Alhasil, pagi itu acara belanja saya menjadi sangat molor durasinya. Cuma beli 2 sachet kopi instan, tetapi gara-gara Surat Edaran Walikota tentang Gerakan Zero Sampah Anorganik, saya malah mendadak jadi jurkam pilah sampah.
Menit pun terus berlari tahu-tahu azan zuhur berkumandang. Segera saya mengambil air wudu dan bergegas ke mushola. Senyampang ringan kaki dan hati untuk melaksanakan salat berjamaah.
Selepas salat saya pulang bersama dengan seorang nenek. Tak disangka-sangka begitu melihat tempat sampah yang kami lewati, beliau berkomentar, "Niku pripun, nggih? Kok mboten angsal mbuwak uwuh?" (Itu gimana, ya? Kok enggak boleh buang sampah?)
Spontan saya menjawab, "Angsaaal." (Boleeeh)
Si nenek menghentikan langkah dan menatap saya bingung. Katanya kemudian, "Jare ra entuk? Wonten pengumumane teng HP." (Kabarnya enggak boleh? Ada pengumumannya di HP)
Saya tertawa kecil. Seketika teringat kejadian paginya, tatkala saya ditanyai hal yang sama oleh nenek pemilik toko kelontong. Saya pun kemudian merespons dengan cara yang sama. Mendadak jadi jurkam pilah sampah. Yeah, otomatis begitu karena pertanyaannya memang sama.
***
Pengalaman saya berhadapan dengan dua nenek tersebut terjadi pada pekan terakhir Desember 2022. Kira-kira 3 atau 4 hari menjelang pergantian tahun. Lalu, sekarang bagaimana? Setelah Januari 2023 berjalan hampir sepertiganya?
Inilah fakta-fakta terkait sampah, yang saya hadapi sejak tanggal 1 hingga 9. Terlepas dari dua nenek yang saya ceritakan di atas, apakah keduanya telah sungguhan paham atau tidak dengan penjelasan saya.
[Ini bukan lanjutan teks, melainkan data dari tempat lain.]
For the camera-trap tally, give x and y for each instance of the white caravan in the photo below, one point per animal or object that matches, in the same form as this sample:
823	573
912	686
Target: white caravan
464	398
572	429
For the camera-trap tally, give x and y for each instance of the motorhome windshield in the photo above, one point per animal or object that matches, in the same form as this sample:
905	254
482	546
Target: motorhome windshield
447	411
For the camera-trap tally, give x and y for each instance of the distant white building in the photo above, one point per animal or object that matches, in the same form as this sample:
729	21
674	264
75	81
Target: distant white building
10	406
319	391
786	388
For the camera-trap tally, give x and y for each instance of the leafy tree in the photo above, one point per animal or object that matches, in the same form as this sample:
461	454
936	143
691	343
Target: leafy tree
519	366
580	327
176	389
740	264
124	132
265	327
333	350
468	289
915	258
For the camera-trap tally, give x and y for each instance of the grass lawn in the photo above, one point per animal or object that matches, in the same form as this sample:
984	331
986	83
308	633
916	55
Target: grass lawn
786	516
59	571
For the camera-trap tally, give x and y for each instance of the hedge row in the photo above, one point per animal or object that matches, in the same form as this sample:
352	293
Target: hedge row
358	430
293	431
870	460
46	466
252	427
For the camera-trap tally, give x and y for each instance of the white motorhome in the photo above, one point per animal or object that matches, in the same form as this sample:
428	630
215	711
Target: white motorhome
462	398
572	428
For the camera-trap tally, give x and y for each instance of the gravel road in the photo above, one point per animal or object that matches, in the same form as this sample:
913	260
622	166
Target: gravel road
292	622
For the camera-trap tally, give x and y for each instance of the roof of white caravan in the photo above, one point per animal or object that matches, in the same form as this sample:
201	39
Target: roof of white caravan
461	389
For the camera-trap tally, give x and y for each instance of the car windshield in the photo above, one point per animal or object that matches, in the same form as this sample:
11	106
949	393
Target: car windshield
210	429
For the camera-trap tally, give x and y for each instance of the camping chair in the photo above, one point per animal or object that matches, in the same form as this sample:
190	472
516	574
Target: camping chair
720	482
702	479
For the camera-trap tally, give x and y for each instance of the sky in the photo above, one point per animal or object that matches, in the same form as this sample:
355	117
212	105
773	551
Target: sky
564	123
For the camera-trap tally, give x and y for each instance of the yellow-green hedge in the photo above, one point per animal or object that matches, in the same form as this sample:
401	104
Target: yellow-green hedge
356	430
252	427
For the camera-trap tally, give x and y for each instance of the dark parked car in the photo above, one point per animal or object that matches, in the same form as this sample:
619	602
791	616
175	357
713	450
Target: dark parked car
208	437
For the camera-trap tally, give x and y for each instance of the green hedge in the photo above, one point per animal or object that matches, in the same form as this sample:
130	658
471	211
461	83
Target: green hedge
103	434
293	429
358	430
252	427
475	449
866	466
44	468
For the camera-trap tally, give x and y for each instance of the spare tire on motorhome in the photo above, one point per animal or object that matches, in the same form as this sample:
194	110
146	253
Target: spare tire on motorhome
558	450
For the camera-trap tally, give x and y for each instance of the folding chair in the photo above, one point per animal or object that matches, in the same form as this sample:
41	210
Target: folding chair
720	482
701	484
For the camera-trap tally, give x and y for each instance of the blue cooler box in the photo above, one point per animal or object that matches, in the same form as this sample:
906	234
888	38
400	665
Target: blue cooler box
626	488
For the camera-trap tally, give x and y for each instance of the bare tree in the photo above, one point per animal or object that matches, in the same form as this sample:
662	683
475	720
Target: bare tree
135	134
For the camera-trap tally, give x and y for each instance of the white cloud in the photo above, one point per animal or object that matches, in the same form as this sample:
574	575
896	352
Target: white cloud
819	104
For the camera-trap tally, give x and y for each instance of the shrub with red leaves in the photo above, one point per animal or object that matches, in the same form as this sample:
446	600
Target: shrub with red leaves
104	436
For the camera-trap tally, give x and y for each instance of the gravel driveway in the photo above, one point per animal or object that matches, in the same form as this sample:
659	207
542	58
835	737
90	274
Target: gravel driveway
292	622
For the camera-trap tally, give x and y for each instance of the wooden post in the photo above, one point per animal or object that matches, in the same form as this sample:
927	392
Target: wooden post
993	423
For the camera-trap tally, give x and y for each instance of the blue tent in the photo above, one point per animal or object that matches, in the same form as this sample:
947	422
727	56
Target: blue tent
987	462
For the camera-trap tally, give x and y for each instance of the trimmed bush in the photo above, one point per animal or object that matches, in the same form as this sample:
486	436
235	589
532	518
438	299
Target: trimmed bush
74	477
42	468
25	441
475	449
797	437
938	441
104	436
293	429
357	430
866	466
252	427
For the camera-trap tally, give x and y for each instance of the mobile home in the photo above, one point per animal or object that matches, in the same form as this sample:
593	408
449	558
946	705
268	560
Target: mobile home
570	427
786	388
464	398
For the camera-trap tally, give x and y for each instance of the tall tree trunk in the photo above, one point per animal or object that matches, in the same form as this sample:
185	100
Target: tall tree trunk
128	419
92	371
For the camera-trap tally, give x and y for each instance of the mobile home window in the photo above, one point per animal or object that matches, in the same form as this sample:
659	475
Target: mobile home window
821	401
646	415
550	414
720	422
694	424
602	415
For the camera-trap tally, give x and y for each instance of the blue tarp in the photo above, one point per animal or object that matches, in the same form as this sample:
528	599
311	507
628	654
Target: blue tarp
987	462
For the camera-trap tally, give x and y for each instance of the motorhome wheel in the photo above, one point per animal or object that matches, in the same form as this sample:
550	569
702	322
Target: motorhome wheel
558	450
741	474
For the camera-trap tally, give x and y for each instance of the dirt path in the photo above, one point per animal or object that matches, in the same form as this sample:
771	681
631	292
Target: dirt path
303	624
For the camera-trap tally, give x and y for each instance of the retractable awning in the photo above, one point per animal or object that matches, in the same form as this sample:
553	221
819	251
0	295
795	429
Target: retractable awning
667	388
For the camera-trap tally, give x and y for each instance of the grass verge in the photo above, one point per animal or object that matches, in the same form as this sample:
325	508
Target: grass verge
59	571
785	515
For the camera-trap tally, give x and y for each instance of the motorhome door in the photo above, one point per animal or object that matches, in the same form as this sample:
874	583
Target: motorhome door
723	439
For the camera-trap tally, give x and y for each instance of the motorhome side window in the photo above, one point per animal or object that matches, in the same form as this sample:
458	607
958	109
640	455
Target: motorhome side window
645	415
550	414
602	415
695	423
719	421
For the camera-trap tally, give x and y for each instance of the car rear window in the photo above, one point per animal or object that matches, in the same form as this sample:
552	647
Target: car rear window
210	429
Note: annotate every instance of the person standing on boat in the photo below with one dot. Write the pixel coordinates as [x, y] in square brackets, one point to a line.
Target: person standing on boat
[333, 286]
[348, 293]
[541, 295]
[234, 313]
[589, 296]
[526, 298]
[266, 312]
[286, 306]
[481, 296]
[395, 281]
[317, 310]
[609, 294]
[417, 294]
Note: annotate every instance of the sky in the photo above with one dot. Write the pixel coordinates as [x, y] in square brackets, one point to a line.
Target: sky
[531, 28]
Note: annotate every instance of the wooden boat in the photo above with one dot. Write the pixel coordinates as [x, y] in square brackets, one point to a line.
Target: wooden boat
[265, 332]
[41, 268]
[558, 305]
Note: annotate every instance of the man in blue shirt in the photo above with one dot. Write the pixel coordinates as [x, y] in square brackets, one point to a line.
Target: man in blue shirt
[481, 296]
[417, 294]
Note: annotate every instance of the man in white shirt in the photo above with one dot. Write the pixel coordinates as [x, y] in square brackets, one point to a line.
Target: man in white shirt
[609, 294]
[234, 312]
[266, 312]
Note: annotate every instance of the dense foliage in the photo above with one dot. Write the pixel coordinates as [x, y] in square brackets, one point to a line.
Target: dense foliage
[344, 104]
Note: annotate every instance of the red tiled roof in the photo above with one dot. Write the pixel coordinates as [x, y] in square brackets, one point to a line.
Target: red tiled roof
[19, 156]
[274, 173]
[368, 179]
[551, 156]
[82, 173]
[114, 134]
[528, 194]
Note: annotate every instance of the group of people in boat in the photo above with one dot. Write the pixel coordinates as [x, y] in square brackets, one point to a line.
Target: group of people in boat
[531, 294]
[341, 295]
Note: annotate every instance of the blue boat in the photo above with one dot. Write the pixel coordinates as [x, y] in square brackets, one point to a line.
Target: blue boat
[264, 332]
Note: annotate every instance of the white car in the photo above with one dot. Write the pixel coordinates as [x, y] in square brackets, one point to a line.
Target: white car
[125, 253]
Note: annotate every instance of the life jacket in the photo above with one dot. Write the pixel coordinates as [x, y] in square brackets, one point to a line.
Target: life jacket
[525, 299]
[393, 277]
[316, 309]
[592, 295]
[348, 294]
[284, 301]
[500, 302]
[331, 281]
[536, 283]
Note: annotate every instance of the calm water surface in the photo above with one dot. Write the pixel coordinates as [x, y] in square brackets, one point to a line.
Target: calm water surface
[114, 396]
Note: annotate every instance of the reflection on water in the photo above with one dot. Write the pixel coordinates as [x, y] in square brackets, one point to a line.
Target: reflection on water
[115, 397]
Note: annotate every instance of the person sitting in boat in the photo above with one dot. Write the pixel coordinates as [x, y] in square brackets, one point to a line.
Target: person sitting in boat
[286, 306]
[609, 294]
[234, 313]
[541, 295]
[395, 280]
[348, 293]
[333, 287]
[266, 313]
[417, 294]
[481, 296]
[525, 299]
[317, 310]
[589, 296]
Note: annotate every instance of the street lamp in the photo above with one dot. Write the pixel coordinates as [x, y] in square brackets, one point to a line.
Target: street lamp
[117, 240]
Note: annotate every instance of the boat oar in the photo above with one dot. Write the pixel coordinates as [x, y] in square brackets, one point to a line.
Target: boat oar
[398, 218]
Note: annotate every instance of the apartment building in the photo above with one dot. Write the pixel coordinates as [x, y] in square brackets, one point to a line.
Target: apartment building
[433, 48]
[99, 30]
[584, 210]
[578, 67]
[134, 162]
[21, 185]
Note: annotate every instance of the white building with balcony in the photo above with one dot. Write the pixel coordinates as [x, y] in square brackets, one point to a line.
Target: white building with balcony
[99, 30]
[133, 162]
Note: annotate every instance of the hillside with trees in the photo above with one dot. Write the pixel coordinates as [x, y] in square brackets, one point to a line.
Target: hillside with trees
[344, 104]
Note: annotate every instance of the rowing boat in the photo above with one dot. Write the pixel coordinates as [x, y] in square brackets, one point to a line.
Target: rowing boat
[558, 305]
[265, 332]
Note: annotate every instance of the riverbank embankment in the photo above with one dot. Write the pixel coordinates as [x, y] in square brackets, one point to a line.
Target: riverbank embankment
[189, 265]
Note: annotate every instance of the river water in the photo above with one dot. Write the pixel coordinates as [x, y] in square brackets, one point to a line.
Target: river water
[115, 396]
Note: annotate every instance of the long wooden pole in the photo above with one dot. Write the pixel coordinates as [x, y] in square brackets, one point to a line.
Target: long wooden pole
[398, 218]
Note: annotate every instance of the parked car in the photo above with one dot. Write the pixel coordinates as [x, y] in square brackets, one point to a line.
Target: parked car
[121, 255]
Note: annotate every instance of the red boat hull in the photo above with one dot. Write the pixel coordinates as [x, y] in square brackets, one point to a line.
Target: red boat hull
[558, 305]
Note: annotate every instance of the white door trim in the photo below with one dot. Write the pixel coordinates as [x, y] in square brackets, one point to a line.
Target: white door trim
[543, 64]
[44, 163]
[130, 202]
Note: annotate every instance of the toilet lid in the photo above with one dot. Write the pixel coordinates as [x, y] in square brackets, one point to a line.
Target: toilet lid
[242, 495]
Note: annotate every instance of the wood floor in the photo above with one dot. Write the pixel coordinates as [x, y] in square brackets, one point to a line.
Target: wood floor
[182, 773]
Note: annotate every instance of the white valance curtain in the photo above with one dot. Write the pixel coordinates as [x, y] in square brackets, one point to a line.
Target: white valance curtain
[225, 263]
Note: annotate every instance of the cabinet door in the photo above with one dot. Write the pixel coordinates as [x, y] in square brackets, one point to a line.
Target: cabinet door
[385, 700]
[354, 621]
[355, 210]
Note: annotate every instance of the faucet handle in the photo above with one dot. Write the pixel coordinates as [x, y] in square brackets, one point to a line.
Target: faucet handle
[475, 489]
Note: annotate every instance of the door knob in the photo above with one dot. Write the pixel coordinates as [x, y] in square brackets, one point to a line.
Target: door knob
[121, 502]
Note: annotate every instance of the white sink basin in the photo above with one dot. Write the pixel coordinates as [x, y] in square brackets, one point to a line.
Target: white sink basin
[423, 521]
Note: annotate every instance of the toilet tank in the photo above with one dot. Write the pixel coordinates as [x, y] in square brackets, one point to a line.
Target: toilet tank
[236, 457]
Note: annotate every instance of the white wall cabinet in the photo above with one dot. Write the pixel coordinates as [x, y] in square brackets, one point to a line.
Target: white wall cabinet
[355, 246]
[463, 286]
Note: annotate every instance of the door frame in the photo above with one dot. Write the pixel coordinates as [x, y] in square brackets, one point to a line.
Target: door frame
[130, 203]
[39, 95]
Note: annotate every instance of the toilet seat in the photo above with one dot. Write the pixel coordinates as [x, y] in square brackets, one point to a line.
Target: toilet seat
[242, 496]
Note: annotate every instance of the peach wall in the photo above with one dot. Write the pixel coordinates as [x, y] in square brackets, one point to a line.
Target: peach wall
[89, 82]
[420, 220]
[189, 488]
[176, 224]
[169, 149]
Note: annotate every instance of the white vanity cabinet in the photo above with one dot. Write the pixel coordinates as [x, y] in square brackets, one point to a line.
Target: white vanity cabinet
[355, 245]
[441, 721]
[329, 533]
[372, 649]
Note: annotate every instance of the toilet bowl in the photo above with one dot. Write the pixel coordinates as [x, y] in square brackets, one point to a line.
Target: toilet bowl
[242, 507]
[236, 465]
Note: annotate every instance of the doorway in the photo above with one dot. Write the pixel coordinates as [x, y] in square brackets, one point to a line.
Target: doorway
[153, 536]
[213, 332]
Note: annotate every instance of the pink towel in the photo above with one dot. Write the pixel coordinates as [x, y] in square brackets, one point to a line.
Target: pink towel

PERTAMA, pada tanggal 1 Januari 2023 sore saya melihat botol-botol plastik bekas minuman berserakan di hamparan pasir alun-alun utara Yogyakarta. Parah memang. Alun-alun utara itu 'kan sudah dipagari dengan rapi agar terbebas dari sampah-sampah. Eh, kok ya tak kurang akal para pembuang sampah sembarangan itu.